A region is bounded by the line $y=3x+4$ and the parabola $y=x^2$ and is rotated about the line $x=4$.
First I found the limits of integration by finding the points of intersection. They are $(-1,1)$ and $(4,16)$. I then found the radius from the axis of rotation to be $r=4-x$ and the height to be $h=3x+4-x^2$.
I used the Volume formula $\int_{a}^{b}2\pi (radius)(height)dx$. $$V=\int_{-1}^{4}2\pi(4-x)(3x+4-x^2)dx$$ $$2\pi \int_{-1}^{4}(x^3-7x^2+8x+16)dx$$
Evaluating this integral I get the volume to be $280\pi-\dfrac{1055}{6}$ but this is no where close to the actual volume. I believe that both my radius and height are right and that the formula is right. I've redid the problem a couple of times and ended up with the same answer, what am I missing here?

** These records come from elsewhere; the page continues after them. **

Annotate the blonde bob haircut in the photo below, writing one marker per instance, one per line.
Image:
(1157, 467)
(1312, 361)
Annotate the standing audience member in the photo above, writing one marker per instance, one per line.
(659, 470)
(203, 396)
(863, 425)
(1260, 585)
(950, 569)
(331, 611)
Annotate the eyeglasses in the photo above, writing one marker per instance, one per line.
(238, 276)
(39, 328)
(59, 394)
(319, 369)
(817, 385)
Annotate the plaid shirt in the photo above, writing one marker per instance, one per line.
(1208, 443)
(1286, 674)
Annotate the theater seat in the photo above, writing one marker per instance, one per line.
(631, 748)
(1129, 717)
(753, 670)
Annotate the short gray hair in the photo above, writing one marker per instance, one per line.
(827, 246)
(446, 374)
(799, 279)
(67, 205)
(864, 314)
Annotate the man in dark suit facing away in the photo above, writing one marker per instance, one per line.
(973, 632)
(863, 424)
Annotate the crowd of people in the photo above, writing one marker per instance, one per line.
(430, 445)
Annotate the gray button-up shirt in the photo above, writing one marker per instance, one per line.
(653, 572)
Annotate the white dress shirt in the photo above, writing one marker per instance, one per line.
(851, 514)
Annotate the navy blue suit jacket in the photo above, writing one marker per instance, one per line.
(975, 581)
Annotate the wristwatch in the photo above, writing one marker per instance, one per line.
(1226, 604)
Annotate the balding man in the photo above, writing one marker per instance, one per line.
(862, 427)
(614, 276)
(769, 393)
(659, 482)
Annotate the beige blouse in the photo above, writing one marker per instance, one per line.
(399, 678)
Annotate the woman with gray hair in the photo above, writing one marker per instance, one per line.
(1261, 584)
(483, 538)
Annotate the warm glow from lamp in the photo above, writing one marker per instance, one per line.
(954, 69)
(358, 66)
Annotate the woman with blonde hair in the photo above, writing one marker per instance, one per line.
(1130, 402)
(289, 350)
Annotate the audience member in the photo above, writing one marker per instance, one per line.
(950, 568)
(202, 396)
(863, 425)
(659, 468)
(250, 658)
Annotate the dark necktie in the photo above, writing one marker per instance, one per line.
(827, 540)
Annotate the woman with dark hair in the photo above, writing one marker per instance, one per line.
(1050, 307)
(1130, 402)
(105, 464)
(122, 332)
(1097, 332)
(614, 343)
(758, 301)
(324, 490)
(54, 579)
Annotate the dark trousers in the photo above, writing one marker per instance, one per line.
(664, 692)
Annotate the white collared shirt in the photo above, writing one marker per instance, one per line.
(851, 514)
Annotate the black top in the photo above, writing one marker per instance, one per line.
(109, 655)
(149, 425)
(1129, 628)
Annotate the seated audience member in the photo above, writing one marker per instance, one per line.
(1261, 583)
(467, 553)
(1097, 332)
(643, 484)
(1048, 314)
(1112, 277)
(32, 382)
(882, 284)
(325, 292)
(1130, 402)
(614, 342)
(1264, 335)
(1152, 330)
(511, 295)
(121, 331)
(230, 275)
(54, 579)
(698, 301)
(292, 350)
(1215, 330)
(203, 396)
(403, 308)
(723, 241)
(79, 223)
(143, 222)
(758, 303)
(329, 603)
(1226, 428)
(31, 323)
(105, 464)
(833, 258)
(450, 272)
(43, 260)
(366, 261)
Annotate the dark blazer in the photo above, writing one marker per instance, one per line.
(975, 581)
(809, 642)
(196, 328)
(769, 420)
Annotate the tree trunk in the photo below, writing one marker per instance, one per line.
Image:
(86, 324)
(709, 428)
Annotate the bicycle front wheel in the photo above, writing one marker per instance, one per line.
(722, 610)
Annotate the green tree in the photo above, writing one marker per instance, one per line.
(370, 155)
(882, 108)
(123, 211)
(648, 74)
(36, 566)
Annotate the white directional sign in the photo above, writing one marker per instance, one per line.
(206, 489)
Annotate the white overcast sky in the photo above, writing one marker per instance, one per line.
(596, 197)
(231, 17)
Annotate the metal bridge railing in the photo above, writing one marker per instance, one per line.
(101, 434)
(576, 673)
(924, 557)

Everything is fine in what you have; the only thing missing is the actual evaluation of the definite integral. I get $$\displaystyle 2\pi\left[\frac{x^4}{4}-\frac{7x^3}{3}+\frac{8x^2}{2}+16x\right]_{-1}^{4}$$
$$\displaystyle 2\pi \left[ \left(64-\frac{7(64)}{3}+64+64\right)- \left(\frac{1}{4}+\frac{7}{3}+\frac{8}{2}-16\right)\right]$$
From there, it's just a matter of simple algebra. I get $\displaystyle \frac{625\pi}{6}$.